State Rep. Joel Robideaux, R-Lafayette, and the bill’s sponsor, has favored keeping the program with some changes.
“We’re trying to make it more of an indigenous credit to film makers,” Robideaux told the committee.
He said the original intent of the tax subsidy was to build a film industry in Louisiana. But, he said, most of the money goes to a small number of big productions made by non-Louisiana companies. Robideaux said he would rather more Louisiana-based filmmakers claim the subsidies in smaller amounts.
But the committee “significantly gutted and weakened” that effort with an amendment, Sherri McConnell, who helped draft the legislation with Robideaux, said afterward. State Sen. Dan Claitor, R-Baton Rouge, offered the amendment.
McConnell, who previously oversaw the program at Louisiana Economic Development, said she hoped to reverse Claitor’s change when the bill makes its next stop, on the Senate floor. If approved there, in whatever version, it would have to be approved in the House to be enacted into law.

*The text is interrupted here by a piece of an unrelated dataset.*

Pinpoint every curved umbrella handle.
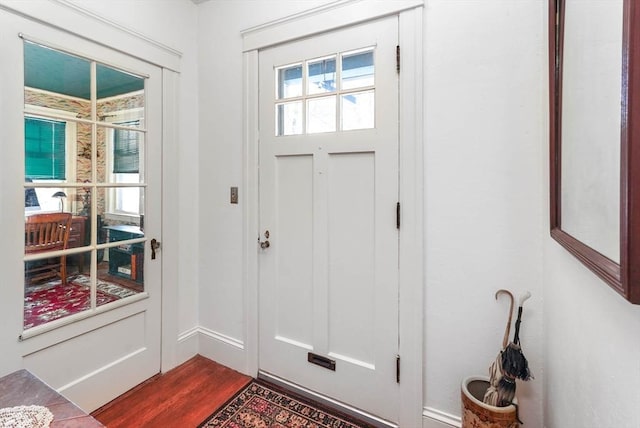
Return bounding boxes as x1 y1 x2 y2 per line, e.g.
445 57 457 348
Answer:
496 288 514 349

Not only did the Senate make this program worse, they also added back the SAVE Act provisions to the bill.
Hours after a House committee killed a higher education tax credit deemed essential to making Jindal’s “no tax” commitment work, a Senate committee retaliated by inserting the same tax credit into multiple House-backed bills lawmakers are hoping to pass.
Senate President John Alario said his Senate colleagues will continue to drop the higher education tax credit into House legislation, until the lower chamber acquiesces and agrees to adopt the provision.
“We have to have it,” Alario said, “In the game of politics, sometimes you have to rattle some swords.”
Once again, here’s the result of the Louisiana Legislature muddling along without the control of a strong governor. We get bills like this that look like a dog’s breakfast.
If the Louisiana Legislature wants to be an independent body, it needs to show leadership. This is not the example of the leadership Louisiana needs. Until the members of the Legislature learn to lead, we will continue to be a strong executive state.